There was something particularly encouraging about Representative Bolling expressing a bit of optimism about the budget in the light of those private meetings between the White House and Democratic congressional leaders. For Mr. Bolling is the Rules Committee chairman who said during last year's budgetary blitz that there had never before been an administration that demanded ''to dictate so completely'' to the Congress. He still sees the Reagan economic program as massively unfair, but on Sunday's broadcast of ''Meet the Press'' he said he could report some hope for progress without violating the secrecy of the meetings.
The federal budget of the United States hardly seems a matter for secrecy. But it is better to have secret get-togethers than to have none at all. The latter had appeared to be the prospect after President Reagan offered a completed budget in a manner that left any initiative for compromise to Congress -- and any basis for compromise severely restricted in advance. Last month state leaders of Mr. Reagan's own party were saying it was time for him to take the initiative in working out a package with Congress. Well before the end of the month White House chief of staff James Baker had begun private meetings with congressional opposition leaders. And White House counselor Edwin Meese openly stated that the President was prepared to negotiate alterations with both Republicans and Democrats.
Mr. Baker's role at the time was said to be merely listening, not negotiating. The effort was supposed to foster bipartisan agreement not to make political capital of any compromise that might finally be reached.
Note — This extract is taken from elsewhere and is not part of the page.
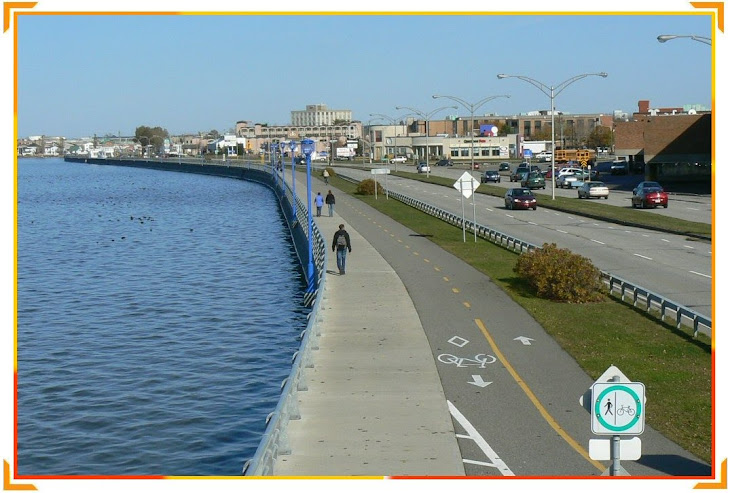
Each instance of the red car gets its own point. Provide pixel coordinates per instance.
(649, 194)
Mr. Baker seemed an apt choice for listening to various sides and seeing the Reagan program as others might see it. In 1976 he directed the delegate hunt that ensured Gerald Ford's presidential nomination over Ronald Reagan. Then he became campaign manager for another Reagan opponent, George Bush. Now he understands Reaganomics from the inside as well as outside.
So, even though the participants' lips remain sealed about the content of the budget meetings, the American public may be entitled to assume from Congressman Bolling's cautious optimism that the White House has been ''listening'' to some effect.
Meanwhile, Mr. Reagan has added to this private track his own public initiative on explaining his economic program to the people while leaving the main burden for compromise to the Congress. On Saturday he began a series of brief radio talks to air his views directly.
Politicians may argue that the White House is doing all this mainly because of Republican alarm over going into the fall election without sufficient economic improvement. But, with or without an election, conditions demand that both White House and Congress expedite budgetary agreement for the sake of the country.